When lockdown measures started coming in overseas, Maria knew something was up. Her Mum had been a bit erratic and was having noisy skype calls late at night. Then one morning her Mum got her up early. “Pack some things Mari. We’re flying out to see your Auntie.” It had been a school day but instead of driving to school Catalina drove Maria to the airport and they flew out to Argentina that same day.

By the time borders started to close, Maria was two hours south of Buenos Aires in her mother’s birthplace. She was jetlagged and a bit dazed when she recharged her phone to dozens of missed calls from her Dad. Then her best friend Luna called. In tears. Her father James had been running around like mad, even knocked on Helena and David’s door in a panic. He’d called the family lawyer who’d advised them in their battles over child arrangements, they’d even issued a port alert, but by then they were too late. David had made some strong coffee and with James sat at the kitchen table with his head in his hands, Helena had finally got through to Catalina on the phone and confirmed what had happened.

Maria and Luna’s skype calls after that were less tearful but full of protestations of love. Maria liked riding horses on her Aunt’s ranch but she missed her friends and felt awkward at Luna’s desperate questioning when she would be back. With quarantine rules in place, it was anyone’s guess. And as the weeks went on, Catalina felt happier than ever to be home, with a stronger case to be made that her daughter had settled.

The hardest skype calls weren’t with Luna or even the forced, chirpy calls with her Dad, but with her Grandma Elsie back in London. Elsie was distraught that her granddaughter was so far away, though she was now reluctantly self-isolating.

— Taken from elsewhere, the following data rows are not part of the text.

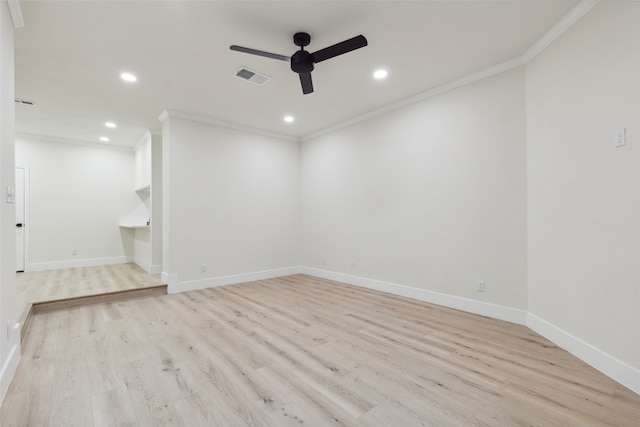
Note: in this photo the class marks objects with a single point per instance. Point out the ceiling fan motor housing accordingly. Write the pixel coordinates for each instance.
(302, 62)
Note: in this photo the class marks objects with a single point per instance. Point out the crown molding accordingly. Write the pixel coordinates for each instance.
(15, 10)
(207, 120)
(557, 30)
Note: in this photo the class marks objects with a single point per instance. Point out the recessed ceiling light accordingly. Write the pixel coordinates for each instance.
(128, 77)
(380, 74)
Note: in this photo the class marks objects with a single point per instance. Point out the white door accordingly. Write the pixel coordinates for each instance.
(20, 223)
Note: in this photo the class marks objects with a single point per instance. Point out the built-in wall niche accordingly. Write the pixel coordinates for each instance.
(144, 223)
(138, 221)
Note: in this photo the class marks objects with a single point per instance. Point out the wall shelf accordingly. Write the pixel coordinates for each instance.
(134, 225)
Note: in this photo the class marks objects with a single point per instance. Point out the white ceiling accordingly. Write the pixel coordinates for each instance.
(69, 56)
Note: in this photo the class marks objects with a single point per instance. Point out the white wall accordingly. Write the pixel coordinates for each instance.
(431, 196)
(230, 202)
(78, 195)
(9, 345)
(583, 193)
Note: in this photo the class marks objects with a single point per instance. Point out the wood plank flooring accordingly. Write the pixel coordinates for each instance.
(51, 285)
(296, 351)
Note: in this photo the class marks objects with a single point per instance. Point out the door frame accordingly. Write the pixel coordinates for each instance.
(27, 222)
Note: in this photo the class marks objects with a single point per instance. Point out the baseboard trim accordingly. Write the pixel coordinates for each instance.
(89, 262)
(8, 370)
(616, 369)
(465, 304)
(213, 282)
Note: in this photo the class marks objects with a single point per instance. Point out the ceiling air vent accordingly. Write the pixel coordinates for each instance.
(251, 76)
(25, 102)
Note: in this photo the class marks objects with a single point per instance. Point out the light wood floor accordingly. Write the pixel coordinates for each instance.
(50, 285)
(299, 351)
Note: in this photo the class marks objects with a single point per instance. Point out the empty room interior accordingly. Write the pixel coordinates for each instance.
(360, 213)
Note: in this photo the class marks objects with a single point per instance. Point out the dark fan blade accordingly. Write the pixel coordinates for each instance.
(340, 48)
(307, 84)
(259, 53)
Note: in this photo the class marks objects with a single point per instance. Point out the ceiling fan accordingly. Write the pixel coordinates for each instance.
(302, 62)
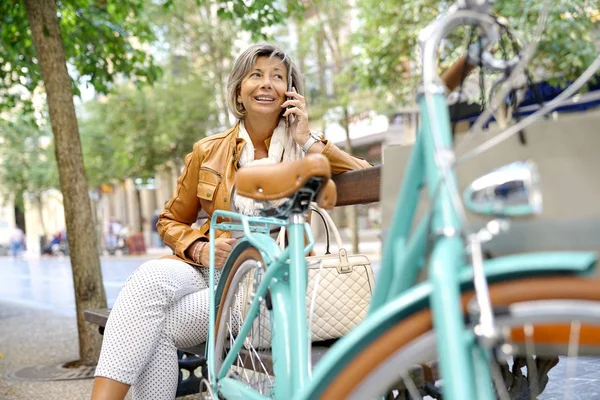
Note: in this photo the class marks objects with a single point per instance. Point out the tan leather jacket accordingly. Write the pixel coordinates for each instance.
(207, 181)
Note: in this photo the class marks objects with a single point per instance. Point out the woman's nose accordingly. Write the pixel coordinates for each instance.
(266, 82)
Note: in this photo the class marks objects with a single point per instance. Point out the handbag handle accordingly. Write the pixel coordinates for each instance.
(327, 223)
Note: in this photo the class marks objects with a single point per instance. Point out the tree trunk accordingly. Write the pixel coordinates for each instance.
(85, 263)
(38, 205)
(351, 214)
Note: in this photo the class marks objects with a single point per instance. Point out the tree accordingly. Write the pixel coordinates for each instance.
(387, 39)
(27, 163)
(97, 41)
(133, 132)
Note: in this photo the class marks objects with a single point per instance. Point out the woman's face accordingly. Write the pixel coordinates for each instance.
(263, 88)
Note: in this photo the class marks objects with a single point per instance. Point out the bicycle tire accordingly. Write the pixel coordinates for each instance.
(256, 370)
(417, 329)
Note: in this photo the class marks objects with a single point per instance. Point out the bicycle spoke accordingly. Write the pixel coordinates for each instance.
(532, 375)
(501, 389)
(410, 386)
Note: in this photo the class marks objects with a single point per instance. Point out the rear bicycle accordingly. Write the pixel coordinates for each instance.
(258, 343)
(517, 339)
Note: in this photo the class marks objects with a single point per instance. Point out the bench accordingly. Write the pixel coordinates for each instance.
(354, 187)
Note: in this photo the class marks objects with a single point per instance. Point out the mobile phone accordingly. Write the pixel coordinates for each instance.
(290, 86)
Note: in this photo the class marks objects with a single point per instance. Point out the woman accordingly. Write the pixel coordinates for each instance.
(164, 303)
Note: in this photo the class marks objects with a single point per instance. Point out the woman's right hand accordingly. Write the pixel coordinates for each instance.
(223, 247)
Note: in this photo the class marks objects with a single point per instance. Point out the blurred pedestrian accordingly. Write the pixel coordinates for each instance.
(17, 240)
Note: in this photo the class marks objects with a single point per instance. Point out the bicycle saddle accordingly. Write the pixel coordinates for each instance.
(276, 181)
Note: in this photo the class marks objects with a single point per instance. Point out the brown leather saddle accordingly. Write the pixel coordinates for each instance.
(277, 181)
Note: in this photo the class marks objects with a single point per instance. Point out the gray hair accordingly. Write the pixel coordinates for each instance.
(244, 64)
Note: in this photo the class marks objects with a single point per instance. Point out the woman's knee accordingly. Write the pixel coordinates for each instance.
(165, 277)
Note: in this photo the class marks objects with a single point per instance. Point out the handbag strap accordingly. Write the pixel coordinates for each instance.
(327, 223)
(329, 226)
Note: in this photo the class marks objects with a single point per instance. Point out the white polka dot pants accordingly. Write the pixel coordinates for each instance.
(162, 306)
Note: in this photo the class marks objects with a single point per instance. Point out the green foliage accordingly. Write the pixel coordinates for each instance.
(257, 16)
(132, 132)
(102, 40)
(387, 39)
(27, 162)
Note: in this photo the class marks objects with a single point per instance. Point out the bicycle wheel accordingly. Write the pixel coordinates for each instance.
(253, 364)
(552, 328)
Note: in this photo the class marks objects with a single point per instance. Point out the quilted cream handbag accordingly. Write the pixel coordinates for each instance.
(345, 284)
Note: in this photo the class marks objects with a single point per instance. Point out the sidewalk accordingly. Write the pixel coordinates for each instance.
(30, 336)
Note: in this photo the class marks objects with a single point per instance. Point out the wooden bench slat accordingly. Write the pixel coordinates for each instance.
(97, 316)
(358, 187)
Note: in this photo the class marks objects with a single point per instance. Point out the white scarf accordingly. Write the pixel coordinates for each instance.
(282, 148)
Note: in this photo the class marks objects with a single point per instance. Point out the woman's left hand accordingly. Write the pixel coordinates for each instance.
(299, 120)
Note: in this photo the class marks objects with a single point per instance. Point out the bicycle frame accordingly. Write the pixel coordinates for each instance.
(287, 283)
(437, 240)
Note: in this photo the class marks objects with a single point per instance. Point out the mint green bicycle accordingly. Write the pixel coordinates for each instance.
(513, 327)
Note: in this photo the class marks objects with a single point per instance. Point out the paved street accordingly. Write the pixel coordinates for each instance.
(46, 284)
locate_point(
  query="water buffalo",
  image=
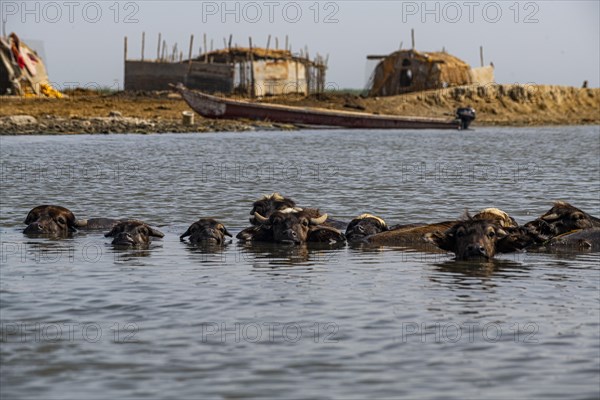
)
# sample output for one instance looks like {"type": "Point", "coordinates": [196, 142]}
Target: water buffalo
{"type": "Point", "coordinates": [470, 238]}
{"type": "Point", "coordinates": [268, 204]}
{"type": "Point", "coordinates": [411, 234]}
{"type": "Point", "coordinates": [561, 218]}
{"type": "Point", "coordinates": [60, 221]}
{"type": "Point", "coordinates": [50, 220]}
{"type": "Point", "coordinates": [583, 239]}
{"type": "Point", "coordinates": [207, 231]}
{"type": "Point", "coordinates": [365, 225]}
{"type": "Point", "coordinates": [292, 228]}
{"type": "Point", "coordinates": [132, 233]}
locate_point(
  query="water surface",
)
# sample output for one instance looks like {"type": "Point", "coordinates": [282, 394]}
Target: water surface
{"type": "Point", "coordinates": [81, 319]}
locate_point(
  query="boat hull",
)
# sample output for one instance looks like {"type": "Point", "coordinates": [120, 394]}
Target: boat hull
{"type": "Point", "coordinates": [216, 107]}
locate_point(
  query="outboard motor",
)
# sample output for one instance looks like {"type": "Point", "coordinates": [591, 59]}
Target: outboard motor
{"type": "Point", "coordinates": [465, 115]}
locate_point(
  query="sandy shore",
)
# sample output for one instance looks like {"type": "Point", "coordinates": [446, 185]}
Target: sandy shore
{"type": "Point", "coordinates": [161, 112]}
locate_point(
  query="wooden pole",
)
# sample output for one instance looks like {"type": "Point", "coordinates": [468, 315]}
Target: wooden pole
{"type": "Point", "coordinates": [252, 88]}
{"type": "Point", "coordinates": [158, 48]}
{"type": "Point", "coordinates": [191, 47]}
{"type": "Point", "coordinates": [481, 55]}
{"type": "Point", "coordinates": [190, 55]}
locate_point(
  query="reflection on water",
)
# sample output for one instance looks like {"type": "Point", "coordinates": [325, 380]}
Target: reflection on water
{"type": "Point", "coordinates": [80, 316]}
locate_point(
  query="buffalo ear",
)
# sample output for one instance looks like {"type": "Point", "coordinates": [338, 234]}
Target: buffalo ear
{"type": "Point", "coordinates": [155, 232]}
{"type": "Point", "coordinates": [248, 234]}
{"type": "Point", "coordinates": [32, 216]}
{"type": "Point", "coordinates": [501, 233]}
{"type": "Point", "coordinates": [443, 240]}
{"type": "Point", "coordinates": [226, 232]}
{"type": "Point", "coordinates": [71, 219]}
{"type": "Point", "coordinates": [112, 232]}
{"type": "Point", "coordinates": [185, 234]}
{"type": "Point", "coordinates": [325, 234]}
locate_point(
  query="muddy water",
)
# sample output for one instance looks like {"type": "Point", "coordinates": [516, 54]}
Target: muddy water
{"type": "Point", "coordinates": [81, 319]}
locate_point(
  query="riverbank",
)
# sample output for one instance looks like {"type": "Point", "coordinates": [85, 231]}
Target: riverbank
{"type": "Point", "coordinates": [161, 112]}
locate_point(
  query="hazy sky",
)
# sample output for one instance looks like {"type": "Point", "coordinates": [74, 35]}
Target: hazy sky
{"type": "Point", "coordinates": [544, 42]}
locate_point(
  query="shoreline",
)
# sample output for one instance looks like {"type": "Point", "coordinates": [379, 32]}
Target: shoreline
{"type": "Point", "coordinates": [89, 112]}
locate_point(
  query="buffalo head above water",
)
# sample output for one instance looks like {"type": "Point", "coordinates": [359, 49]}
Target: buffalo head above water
{"type": "Point", "coordinates": [133, 233]}
{"type": "Point", "coordinates": [50, 220]}
{"type": "Point", "coordinates": [206, 230]}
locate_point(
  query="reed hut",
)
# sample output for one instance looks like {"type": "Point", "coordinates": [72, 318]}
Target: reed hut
{"type": "Point", "coordinates": [409, 71]}
{"type": "Point", "coordinates": [267, 72]}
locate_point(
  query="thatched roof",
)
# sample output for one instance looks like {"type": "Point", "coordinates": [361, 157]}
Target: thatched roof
{"type": "Point", "coordinates": [431, 57]}
{"type": "Point", "coordinates": [245, 52]}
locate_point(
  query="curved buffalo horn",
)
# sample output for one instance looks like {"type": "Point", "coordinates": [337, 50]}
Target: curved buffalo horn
{"type": "Point", "coordinates": [186, 234]}
{"type": "Point", "coordinates": [550, 217]}
{"type": "Point", "coordinates": [155, 232]}
{"type": "Point", "coordinates": [81, 223]}
{"type": "Point", "coordinates": [319, 221]}
{"type": "Point", "coordinates": [260, 218]}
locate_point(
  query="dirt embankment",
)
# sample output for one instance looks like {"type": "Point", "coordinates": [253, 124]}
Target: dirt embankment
{"type": "Point", "coordinates": [520, 105]}
{"type": "Point", "coordinates": [90, 112]}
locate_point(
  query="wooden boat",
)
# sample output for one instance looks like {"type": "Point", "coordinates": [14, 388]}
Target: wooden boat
{"type": "Point", "coordinates": [216, 107]}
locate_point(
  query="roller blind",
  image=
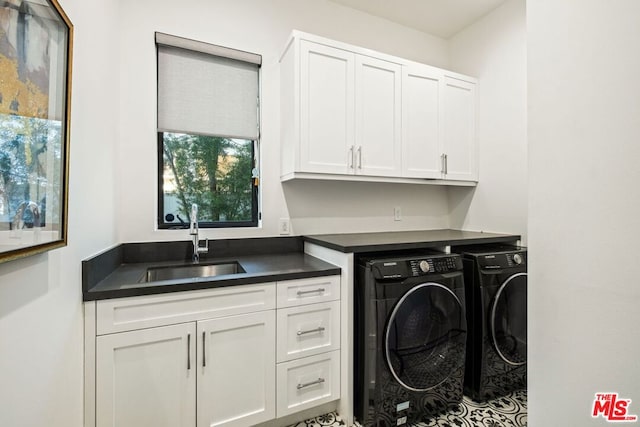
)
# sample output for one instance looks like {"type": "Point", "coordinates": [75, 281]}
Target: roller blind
{"type": "Point", "coordinates": [206, 89]}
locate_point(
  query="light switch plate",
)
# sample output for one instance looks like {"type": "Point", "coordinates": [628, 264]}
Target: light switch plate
{"type": "Point", "coordinates": [284, 226]}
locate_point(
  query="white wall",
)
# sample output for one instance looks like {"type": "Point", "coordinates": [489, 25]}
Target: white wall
{"type": "Point", "coordinates": [262, 27]}
{"type": "Point", "coordinates": [584, 204]}
{"type": "Point", "coordinates": [40, 297]}
{"type": "Point", "coordinates": [494, 50]}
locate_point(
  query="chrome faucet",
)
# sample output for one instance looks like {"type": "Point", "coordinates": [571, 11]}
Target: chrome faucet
{"type": "Point", "coordinates": [17, 222]}
{"type": "Point", "coordinates": [193, 231]}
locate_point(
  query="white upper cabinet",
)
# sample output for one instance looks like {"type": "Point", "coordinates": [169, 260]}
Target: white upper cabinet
{"type": "Point", "coordinates": [354, 114]}
{"type": "Point", "coordinates": [459, 139]}
{"type": "Point", "coordinates": [378, 135]}
{"type": "Point", "coordinates": [326, 108]}
{"type": "Point", "coordinates": [421, 122]}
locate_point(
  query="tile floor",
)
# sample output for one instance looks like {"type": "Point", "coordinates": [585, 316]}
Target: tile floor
{"type": "Point", "coordinates": [506, 411]}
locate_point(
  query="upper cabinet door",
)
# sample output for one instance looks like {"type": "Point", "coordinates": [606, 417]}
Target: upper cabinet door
{"type": "Point", "coordinates": [326, 109]}
{"type": "Point", "coordinates": [422, 122]}
{"type": "Point", "coordinates": [378, 117]}
{"type": "Point", "coordinates": [460, 147]}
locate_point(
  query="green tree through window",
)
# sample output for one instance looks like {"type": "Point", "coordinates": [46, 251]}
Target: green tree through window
{"type": "Point", "coordinates": [214, 172]}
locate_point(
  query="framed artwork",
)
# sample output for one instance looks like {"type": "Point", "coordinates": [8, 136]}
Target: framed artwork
{"type": "Point", "coordinates": [36, 39]}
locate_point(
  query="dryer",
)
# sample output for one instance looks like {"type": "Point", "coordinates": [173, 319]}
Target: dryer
{"type": "Point", "coordinates": [496, 297]}
{"type": "Point", "coordinates": [410, 337]}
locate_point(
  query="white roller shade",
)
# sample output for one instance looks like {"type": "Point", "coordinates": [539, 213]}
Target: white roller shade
{"type": "Point", "coordinates": [201, 93]}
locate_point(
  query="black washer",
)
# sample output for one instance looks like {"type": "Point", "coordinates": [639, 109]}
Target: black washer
{"type": "Point", "coordinates": [496, 298]}
{"type": "Point", "coordinates": [410, 337]}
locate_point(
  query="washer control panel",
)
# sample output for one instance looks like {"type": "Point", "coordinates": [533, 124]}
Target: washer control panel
{"type": "Point", "coordinates": [402, 268]}
{"type": "Point", "coordinates": [503, 260]}
{"type": "Point", "coordinates": [440, 264]}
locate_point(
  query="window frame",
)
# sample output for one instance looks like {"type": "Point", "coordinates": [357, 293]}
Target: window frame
{"type": "Point", "coordinates": [255, 206]}
{"type": "Point", "coordinates": [256, 215]}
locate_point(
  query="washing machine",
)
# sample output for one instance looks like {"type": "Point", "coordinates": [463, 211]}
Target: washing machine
{"type": "Point", "coordinates": [496, 298]}
{"type": "Point", "coordinates": [410, 337]}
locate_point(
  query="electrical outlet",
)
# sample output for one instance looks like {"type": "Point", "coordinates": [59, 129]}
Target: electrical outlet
{"type": "Point", "coordinates": [284, 226]}
{"type": "Point", "coordinates": [397, 214]}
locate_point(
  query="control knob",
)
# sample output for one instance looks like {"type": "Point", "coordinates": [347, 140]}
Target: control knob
{"type": "Point", "coordinates": [424, 266]}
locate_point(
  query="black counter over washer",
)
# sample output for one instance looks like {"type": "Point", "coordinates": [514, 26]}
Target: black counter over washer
{"type": "Point", "coordinates": [403, 240]}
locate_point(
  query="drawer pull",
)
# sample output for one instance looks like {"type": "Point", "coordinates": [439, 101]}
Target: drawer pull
{"type": "Point", "coordinates": [310, 331]}
{"type": "Point", "coordinates": [315, 291]}
{"type": "Point", "coordinates": [318, 381]}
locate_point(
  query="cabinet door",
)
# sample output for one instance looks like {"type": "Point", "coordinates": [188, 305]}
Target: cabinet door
{"type": "Point", "coordinates": [378, 120]}
{"type": "Point", "coordinates": [421, 122]}
{"type": "Point", "coordinates": [236, 365]}
{"type": "Point", "coordinates": [460, 146]}
{"type": "Point", "coordinates": [326, 109]}
{"type": "Point", "coordinates": [147, 378]}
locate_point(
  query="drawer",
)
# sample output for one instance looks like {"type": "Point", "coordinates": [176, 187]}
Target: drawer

Elsie had moved to North West London from the East Midlands forty years before with the infant James after her hapless husband walked out on them. She found her spiritual home. Never moved away and was never with a man again. She and Cora had lived together happily in this neighbourhood for twenty years.

When gay marriage was legalized six short years ago they threw a party. With two ugly, brief former marriages between them, and then 12 years together as pillars of the community, Elsie and Cora both considered themselves too long in the tooth to go through the whole rigmarole of a marriage ceremony.

With coronavirus, this started to change. Having been in rude health for many years, and Cora still more energetic than most twenty-year-olds, the couple rankled at attitudes to the over 70s. And yet Elsie began to fret. She’d felt the helplessness of seeing her son and Catalina fight over time with Maria. She began to worry about what would happen to Cora if something happened to her.

When Elsie looked into it, she was shocked to discover that twenty years together wouldn’t make her and Cora next of kin. Should Cora end up in the hospital, she might not be able to make any necessary decisions. Should something happen to her, the house and everything in it would bypass Cora entirely and go directly to her son. At no point in the process of growing into what they saw as a comfortable late middle age together, had Elsie been so aggressively confronted with her mortality. It seemed unimaginable.

Without marriage, Cora had no recognition, no protections at all in law. And yet barely a handful of years ago, their relationship couldn’t even have warranted this recognition. In a life support situation, Cora’s vile family could have pulled the plug on her, without Elsie being able to do a thing.

So shielding they did, as carefully as they could. Food delivery unpacked in rubber gloves and all. But Elsie’s unease grew. She wanted a wedding and a will and was impatient for restrictions to loosen so they could get the witnesses they needed for both.

There is a happy ending here at least. Cora was amused and then startled by Elsie’s concern. Then both Cora and Elsie were amused and startled by the wild enthusiasm from family when they mentioned the idea, appalled at the notion that they wouldn’t be there. Their wedding would be the first time the inhabitants of lockdown street had seen each other for a while.